Venture capital? Two major points here: First, although there are real opportunities for locally available capital for technology startups, in today’s world this is not a requirement. You could make the argument that it should be at least regional. If so, then Austin, Dallas, San Antonio and Houston are all easily accessible. The second point was made succinctly at a recent meeting with a Chicago-based venture capital firm at the BRIC: “Today’s $500,000 is yesterday’s $5 million.”
Technology has made the cost of innovation much less than it used to be. Because that cost has come down dramatically, the opportunity for local financing has improved dramatically. The Greater Waco Chamber of Commerce is actively working to encourage just this type of modest local investment in local innovation and business startups.

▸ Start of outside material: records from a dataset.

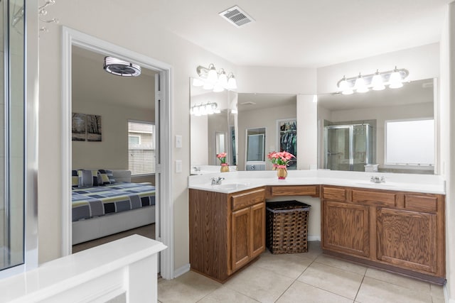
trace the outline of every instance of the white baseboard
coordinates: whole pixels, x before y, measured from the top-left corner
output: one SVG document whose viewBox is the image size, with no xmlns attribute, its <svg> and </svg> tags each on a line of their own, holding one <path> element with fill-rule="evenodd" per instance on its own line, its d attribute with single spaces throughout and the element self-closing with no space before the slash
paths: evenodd
<svg viewBox="0 0 455 303">
<path fill-rule="evenodd" d="M 455 299 L 451 299 L 449 297 L 449 290 L 447 290 L 447 283 L 444 285 L 442 288 L 444 290 L 444 301 L 446 303 L 455 303 Z"/>
<path fill-rule="evenodd" d="M 180 267 L 173 271 L 173 277 L 176 278 L 178 276 L 183 275 L 185 272 L 190 271 L 190 263 L 185 264 L 183 266 Z"/>
<path fill-rule="evenodd" d="M 321 236 L 309 236 L 309 241 L 321 241 Z"/>
</svg>

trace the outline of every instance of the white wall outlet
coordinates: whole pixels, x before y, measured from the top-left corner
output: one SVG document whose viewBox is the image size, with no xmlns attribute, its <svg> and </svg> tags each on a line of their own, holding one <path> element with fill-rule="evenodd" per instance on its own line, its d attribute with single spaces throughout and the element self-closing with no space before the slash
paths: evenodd
<svg viewBox="0 0 455 303">
<path fill-rule="evenodd" d="M 182 136 L 179 135 L 176 136 L 176 148 L 182 148 Z"/>
<path fill-rule="evenodd" d="M 176 172 L 180 174 L 182 172 L 182 160 L 176 160 Z"/>
</svg>

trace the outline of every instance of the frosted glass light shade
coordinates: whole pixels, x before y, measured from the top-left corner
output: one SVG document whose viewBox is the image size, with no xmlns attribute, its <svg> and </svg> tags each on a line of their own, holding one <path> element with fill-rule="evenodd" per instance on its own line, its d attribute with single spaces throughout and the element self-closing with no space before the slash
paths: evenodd
<svg viewBox="0 0 455 303">
<path fill-rule="evenodd" d="M 355 79 L 355 84 L 354 84 L 354 89 L 357 92 L 367 92 L 368 88 L 367 87 L 365 79 L 359 75 L 358 77 Z"/>
<path fill-rule="evenodd" d="M 379 75 L 379 72 L 373 76 L 371 79 L 371 85 L 373 86 L 373 90 L 380 91 L 385 89 L 384 82 L 382 81 L 382 76 Z"/>
<path fill-rule="evenodd" d="M 389 85 L 389 87 L 390 87 L 391 89 L 398 89 L 400 87 L 402 87 L 402 81 L 403 79 L 402 79 L 400 72 L 393 72 L 390 75 L 390 79 L 389 80 L 389 83 L 390 83 L 390 84 Z"/>
</svg>

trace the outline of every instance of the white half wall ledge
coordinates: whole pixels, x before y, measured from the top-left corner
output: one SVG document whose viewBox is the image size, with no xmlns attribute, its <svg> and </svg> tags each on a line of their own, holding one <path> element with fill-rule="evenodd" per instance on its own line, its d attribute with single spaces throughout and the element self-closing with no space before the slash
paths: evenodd
<svg viewBox="0 0 455 303">
<path fill-rule="evenodd" d="M 157 302 L 158 255 L 166 248 L 133 235 L 55 259 L 0 280 L 0 302 Z"/>
</svg>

Finally, Waco has a host of resources primed and available for technology innovation. More and more there are capable, experienced, tech-savvy small businesses eager to collaborate. These cover the range of expertise — design, manufacturing, prototyping, 3D printing, software development, analytics, cloud services, etc. Waco even has a MakerSpace that enables DIY prototyping without large capital costs.
The mighty BRIC
The McLennan Small Business Development Center provides a host of startup support including experienced technology development coaches such as Jane Herndon. They sponsor a variety of events to foster innovation and business startup and they have the connections to other regional and national resources you may require as innovations mature.

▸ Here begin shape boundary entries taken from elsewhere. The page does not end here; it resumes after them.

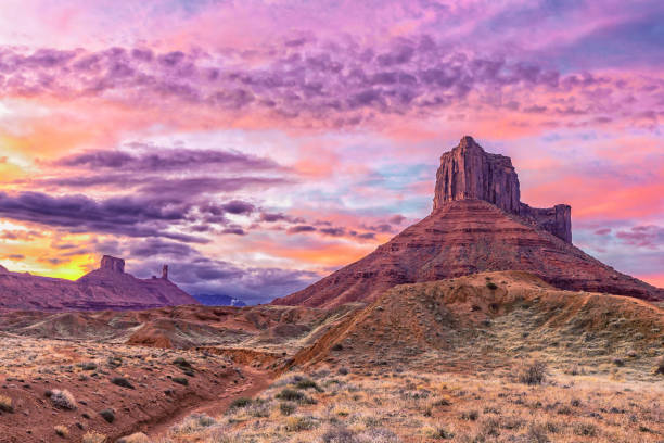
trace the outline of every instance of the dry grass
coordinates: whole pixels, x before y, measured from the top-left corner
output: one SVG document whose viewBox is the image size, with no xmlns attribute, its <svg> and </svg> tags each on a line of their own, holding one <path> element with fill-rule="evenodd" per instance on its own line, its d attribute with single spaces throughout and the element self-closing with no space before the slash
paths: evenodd
<svg viewBox="0 0 664 443">
<path fill-rule="evenodd" d="M 4 413 L 13 413 L 12 398 L 7 395 L 0 395 L 0 410 Z"/>
<path fill-rule="evenodd" d="M 552 374 L 541 384 L 511 377 L 367 371 L 310 377 L 320 391 L 284 415 L 284 390 L 297 389 L 302 374 L 278 379 L 252 406 L 216 420 L 193 416 L 168 442 L 661 442 L 662 387 Z M 186 429 L 186 431 L 182 431 Z"/>
</svg>

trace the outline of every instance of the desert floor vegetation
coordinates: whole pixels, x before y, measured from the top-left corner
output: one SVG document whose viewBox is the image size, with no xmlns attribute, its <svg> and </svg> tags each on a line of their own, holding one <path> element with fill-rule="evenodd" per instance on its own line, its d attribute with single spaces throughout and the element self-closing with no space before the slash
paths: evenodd
<svg viewBox="0 0 664 443">
<path fill-rule="evenodd" d="M 664 387 L 554 369 L 540 379 L 540 364 L 526 369 L 523 381 L 391 369 L 286 372 L 225 415 L 191 416 L 158 441 L 663 441 Z"/>
</svg>

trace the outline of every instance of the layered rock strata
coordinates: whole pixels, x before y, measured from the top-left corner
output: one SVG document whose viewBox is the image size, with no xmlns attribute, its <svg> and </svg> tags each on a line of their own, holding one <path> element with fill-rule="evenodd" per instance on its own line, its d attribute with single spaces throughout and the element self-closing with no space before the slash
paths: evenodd
<svg viewBox="0 0 664 443">
<path fill-rule="evenodd" d="M 521 203 L 510 159 L 463 138 L 442 157 L 431 215 L 358 262 L 272 303 L 370 302 L 396 284 L 493 270 L 526 270 L 561 289 L 664 300 L 664 290 L 575 248 L 570 219 L 567 205 L 539 210 Z"/>
</svg>

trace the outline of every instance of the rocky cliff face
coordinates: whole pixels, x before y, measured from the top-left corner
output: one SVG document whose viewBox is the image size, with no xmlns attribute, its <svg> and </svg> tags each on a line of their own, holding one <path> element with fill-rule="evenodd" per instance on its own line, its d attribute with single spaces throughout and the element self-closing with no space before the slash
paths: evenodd
<svg viewBox="0 0 664 443">
<path fill-rule="evenodd" d="M 440 156 L 436 173 L 434 211 L 447 202 L 477 199 L 505 212 L 519 213 L 519 178 L 510 157 L 489 154 L 472 137 Z"/>
<path fill-rule="evenodd" d="M 4 268 L 2 268 L 4 269 Z M 0 269 L 0 308 L 144 309 L 199 302 L 164 278 L 139 279 L 125 273 L 123 258 L 104 255 L 99 269 L 76 281 Z"/>
<path fill-rule="evenodd" d="M 100 269 L 124 274 L 125 261 L 123 258 L 112 257 L 111 255 L 104 255 L 102 257 Z"/>
<path fill-rule="evenodd" d="M 440 156 L 433 211 L 448 202 L 473 199 L 493 203 L 572 243 L 572 208 L 564 204 L 536 208 L 521 203 L 512 160 L 484 151 L 472 137 L 465 136 L 459 145 Z"/>
<path fill-rule="evenodd" d="M 493 270 L 526 270 L 561 289 L 664 300 L 664 290 L 572 245 L 570 212 L 567 205 L 540 210 L 521 203 L 510 159 L 464 138 L 442 157 L 431 215 L 358 262 L 272 303 L 371 302 L 396 284 Z"/>
</svg>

Baylor University provides many resources and entrepreneurial groups including the Baylor Angel Network and the Launch Group. In partnership with Waco, Bellmead, TSTC and others, it leads the Baylor Research and Innovation Collaborative as a state-of-the-art research facility that is putting Baylor research, TSTC, Launch and large and small businesses under one roof to foster technology development and commercialization. In less than three years of operations, it’s making an impact with all four of last year’s Waco Business Innovator finalists — all directly linked to BRIC developments.
So why Waco, why now for innovation? With everything Waco has going for it, the better question for your innovative idea is: Why haven’t I started?
John Fitch is an engineer, space physicist and inventor. He has lived with his family in Waco since 1994. He founded Birkeland Current in 2009 as a small business that develops enabling technical concepts into mature prototypes ready for business startup. Birkeland Current’s joint venture with Pruf Energy Solutions won the 2015 Business Innovator award from the Greater Waco Chamber of Commerce. Birkeland Current’s offices and labs are in BRIC. Website: www.birkelandcurrent.com.
Posted: Waco Tribune Herald, Sunday, March 27, 2016 12:01 am | Updated: 1:04 am, Sun Mar 27, 2016.